A related scenario to personalized item recommendation is similar item recommendations. In this case the recommendations are based on item feature similarity. Some features that can be taken into account are price, item category, item usage, etc. The business usecase for similar items can to increase the likelihood of buying or avoiding losing a sale by showing an alternative item with a lower price (down-selling). The set of algorithms that can be used in this scenario are those based on content-based filtering, such as LightGBM, VW or even xDeepFM.

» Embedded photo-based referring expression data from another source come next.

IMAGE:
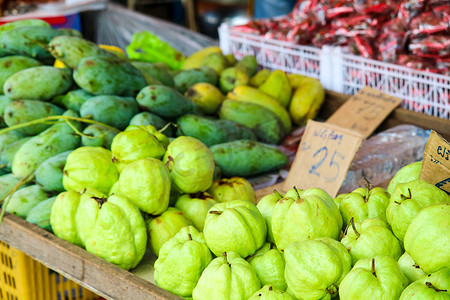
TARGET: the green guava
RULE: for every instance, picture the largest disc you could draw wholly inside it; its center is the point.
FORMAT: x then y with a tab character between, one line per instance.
409	267
134	144
268	263
90	167
181	261
191	164
162	228
434	286
146	182
268	292
266	206
364	203
234	188
236	226
196	207
378	277
315	268
302	215
427	239
112	228
406	174
407	200
370	238
227	277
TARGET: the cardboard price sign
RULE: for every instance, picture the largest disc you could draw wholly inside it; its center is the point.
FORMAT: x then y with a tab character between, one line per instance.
365	111
436	162
323	158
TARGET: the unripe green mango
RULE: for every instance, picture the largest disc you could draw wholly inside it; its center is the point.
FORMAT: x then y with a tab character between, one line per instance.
23	200
4	102
100	136
23	111
38	83
164	101
7	155
13	64
150	70
111	110
245	158
264	123
147	118
71	49
58	138
40	214
8	138
49	174
186	78
74	99
212	131
29	41
102	75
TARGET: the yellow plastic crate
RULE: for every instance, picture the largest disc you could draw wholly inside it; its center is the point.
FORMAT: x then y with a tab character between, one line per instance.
23	278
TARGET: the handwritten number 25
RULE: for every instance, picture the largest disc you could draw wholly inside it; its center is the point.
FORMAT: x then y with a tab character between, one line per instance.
333	168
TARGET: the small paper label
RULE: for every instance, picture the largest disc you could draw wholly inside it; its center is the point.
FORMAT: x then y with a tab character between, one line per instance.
436	162
365	111
323	158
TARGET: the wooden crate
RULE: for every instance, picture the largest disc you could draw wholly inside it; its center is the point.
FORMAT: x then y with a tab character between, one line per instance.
112	282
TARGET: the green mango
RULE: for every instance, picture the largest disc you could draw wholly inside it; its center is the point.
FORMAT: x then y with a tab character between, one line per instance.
164	101
264	123
8	138
49	174
74	99
23	111
153	71
112	228
147	118
112	110
40	214
58	138
108	75
146	183
90	167
187	78
7	155
243	158
212	131
248	64
216	61
62	217
23	200
100	136
38	83
13	64
181	262
29	41
71	49
4	102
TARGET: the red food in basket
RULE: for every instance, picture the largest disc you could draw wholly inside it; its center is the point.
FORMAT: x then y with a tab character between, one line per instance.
428	23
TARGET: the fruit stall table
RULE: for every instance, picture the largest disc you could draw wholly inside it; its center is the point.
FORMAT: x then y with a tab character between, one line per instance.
112	282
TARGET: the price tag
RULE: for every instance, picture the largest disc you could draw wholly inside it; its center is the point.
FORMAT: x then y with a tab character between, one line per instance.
365	111
323	158
436	162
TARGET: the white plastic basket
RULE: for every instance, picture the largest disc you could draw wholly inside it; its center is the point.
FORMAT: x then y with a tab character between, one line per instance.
342	72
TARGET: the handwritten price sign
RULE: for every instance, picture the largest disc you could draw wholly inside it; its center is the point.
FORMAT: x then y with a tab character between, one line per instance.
368	108
436	162
324	156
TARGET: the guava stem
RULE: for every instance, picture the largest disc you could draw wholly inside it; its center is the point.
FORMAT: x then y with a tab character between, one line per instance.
373	267
430	285
354	228
278	195
8	195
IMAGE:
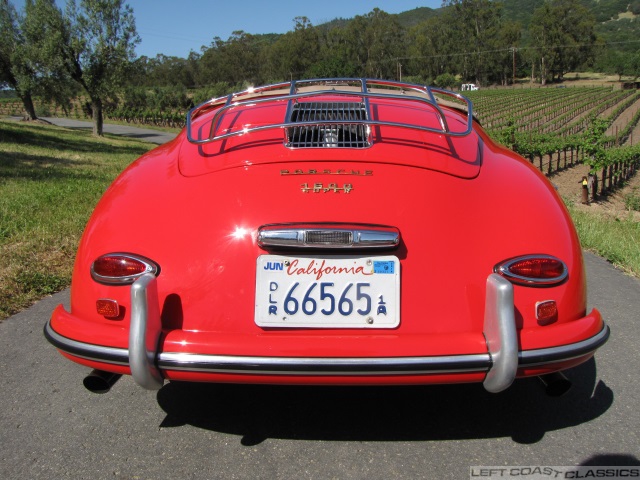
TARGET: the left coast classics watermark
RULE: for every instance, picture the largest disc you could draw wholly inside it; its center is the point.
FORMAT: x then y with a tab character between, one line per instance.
544	472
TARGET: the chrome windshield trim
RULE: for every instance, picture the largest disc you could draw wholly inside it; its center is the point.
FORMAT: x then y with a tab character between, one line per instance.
543	356
328	236
324	366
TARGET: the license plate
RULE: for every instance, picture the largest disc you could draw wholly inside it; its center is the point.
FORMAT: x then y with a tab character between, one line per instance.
328	292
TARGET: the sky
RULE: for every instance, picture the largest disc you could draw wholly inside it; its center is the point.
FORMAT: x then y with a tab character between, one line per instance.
176	27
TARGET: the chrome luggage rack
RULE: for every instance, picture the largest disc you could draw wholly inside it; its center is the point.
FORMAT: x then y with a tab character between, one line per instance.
359	123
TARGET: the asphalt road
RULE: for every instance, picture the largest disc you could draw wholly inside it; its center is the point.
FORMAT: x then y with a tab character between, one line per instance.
52	428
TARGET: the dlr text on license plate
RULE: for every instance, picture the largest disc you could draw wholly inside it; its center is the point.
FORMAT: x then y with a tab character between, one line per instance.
328	292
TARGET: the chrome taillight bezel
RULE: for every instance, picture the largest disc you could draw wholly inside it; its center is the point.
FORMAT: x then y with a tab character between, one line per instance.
503	269
149	267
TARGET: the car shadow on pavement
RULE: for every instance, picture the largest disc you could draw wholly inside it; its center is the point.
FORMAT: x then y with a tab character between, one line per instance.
406	413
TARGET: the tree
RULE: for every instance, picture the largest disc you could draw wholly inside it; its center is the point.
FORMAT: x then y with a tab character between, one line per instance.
564	35
15	69
93	43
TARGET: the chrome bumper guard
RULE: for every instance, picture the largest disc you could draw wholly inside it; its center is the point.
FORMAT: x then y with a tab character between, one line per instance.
501	362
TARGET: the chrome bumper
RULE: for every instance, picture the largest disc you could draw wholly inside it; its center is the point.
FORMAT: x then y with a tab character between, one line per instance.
500	363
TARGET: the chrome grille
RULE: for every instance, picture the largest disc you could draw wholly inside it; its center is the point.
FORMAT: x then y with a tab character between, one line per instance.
327	135
328	237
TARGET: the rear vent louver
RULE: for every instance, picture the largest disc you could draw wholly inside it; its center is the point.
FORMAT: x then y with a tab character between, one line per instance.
327	135
336	237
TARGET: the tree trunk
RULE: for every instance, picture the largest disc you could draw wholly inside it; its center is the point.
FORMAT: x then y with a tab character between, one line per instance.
29	109
96	107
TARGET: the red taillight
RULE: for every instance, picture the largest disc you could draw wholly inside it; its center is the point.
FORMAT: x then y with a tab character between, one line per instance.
121	268
107	308
534	270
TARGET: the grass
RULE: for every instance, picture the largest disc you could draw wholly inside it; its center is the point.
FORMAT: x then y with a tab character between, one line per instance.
613	238
50	180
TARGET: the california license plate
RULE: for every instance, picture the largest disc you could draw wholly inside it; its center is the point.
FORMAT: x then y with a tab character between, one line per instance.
328	292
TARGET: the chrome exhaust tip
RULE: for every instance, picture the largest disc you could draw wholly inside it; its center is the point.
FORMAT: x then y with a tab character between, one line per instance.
99	381
555	384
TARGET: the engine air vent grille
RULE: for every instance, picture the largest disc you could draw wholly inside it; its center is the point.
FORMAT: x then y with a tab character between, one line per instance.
342	134
328	237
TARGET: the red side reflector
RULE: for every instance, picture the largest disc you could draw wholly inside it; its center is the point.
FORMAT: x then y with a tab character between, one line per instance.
121	268
108	308
546	312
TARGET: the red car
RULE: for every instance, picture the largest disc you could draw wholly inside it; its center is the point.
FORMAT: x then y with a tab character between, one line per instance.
329	232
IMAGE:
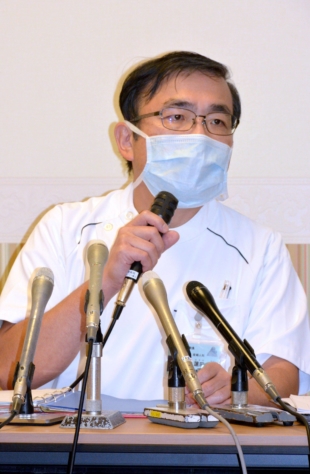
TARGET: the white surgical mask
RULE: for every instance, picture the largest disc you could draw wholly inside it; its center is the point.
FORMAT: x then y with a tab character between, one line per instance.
192	167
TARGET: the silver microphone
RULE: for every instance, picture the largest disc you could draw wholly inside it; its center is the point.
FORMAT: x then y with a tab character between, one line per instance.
42	287
97	255
156	294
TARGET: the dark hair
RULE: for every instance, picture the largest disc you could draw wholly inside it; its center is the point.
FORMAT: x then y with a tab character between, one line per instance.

Next best action prediction

An interesting scenario is next best action prediction. In this scenario, what is recommended is the most beneficial next action for the player. From the technical point of view, this can be implemented using collaborative filtering algorithms, such as SAR, BPR, and NCF.

Data and evaluation

Datasets used in gaming recommendations usually include user information, item information, interaction data, and session-based data, among others.

For evaluation of the algorithms, it is common to use ranking metrics. For measuring the business impact, Average Revenue Per Paying User (ARPPU) is one of the main metrics used. Other business metrics are conversion rate, average revenue per user (ARPU), daily active users and monthly active users.